The Reading Crisis That Won’t Quit

The Northwest Evaluation Association dropped a sobering assessment on March 10, 2026, confirming what educators feared but hoped would resolve itself. First and second graders tested during the 2024-2025 school year performed below baselines established before March 2020, when schools shuttered nationwide. Math skills crawled forward incrementally, but reading remained stuck, suggesting the pandemic created a generational dividing line in literacy acquisition. Researchers observed that the pandemic’s shadow stretches longer than anyone anticipated, particularly for children who experienced critical early learning years behind screens instead of in classrooms with trained reading specialists.

The data paints a grim portrait of American literacy. National Assessment of Educational Progress figures showed only 34 percent of fourth graders reached proficient reading levels in 2019, dropping to 32 percent by 2022. Age 9 students lost 5 points between 2020 and 2022, the steepest plunge in over three decades. Fall 2020 assessments analyzing more than 950,000 students across grades one through six documented immediate damage from remote instruction. Those early warning signals never reversed course, crystallizing into persistent deficits that now define an entire cohort of young readers entering middle elementary grades unprepared for grade-level texts.

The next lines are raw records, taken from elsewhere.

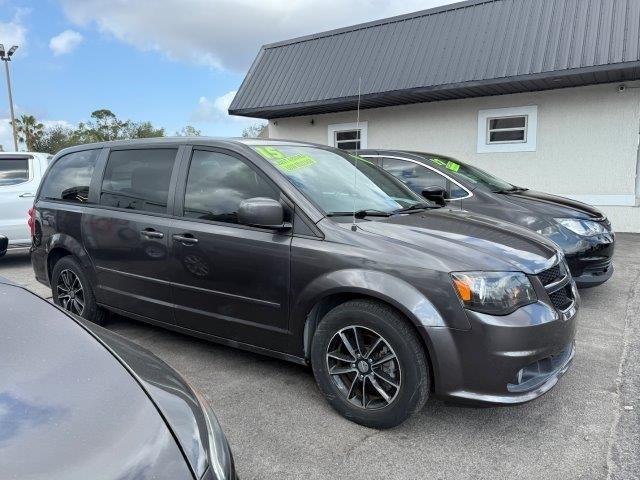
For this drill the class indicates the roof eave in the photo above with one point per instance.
(536, 82)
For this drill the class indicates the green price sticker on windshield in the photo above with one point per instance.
(453, 166)
(295, 162)
(270, 153)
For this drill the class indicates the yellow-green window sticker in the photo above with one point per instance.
(449, 165)
(287, 164)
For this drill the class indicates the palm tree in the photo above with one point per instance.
(29, 130)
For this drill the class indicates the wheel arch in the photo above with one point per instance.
(331, 290)
(61, 245)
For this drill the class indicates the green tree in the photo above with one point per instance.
(257, 130)
(103, 126)
(54, 139)
(142, 130)
(29, 130)
(189, 131)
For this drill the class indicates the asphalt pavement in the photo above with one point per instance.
(279, 426)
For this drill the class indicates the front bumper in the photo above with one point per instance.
(503, 360)
(591, 262)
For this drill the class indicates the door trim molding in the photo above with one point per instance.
(190, 287)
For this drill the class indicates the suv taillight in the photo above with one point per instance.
(32, 221)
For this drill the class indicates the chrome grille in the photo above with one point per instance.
(561, 299)
(550, 276)
(557, 282)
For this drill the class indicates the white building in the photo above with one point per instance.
(562, 71)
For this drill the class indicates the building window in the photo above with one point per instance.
(507, 129)
(348, 136)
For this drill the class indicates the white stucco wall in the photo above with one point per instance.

The Inequality Engine of Remote Learning

Remote learning functioned as an inequality amplifier, not an educational lifeline. Seventy percent of age 9 students participated in remote or hybrid instruction during 2020-2021, but outcomes diverged sharply based on home circumstances. Students at the 10th and 25th percentiles suffered the largest score declines, while higher performers with dedicated study spaces, reliable internet, and parental support maintained relative stability. Suburban students initially fell behind but narrowed gaps compared to urban counterparts by 2022, exposing how zip codes determined educational survival during lockdowns. Technology access became destiny, transforming what should have been temporary disruption into permanent stratification along economic and racial fault lines.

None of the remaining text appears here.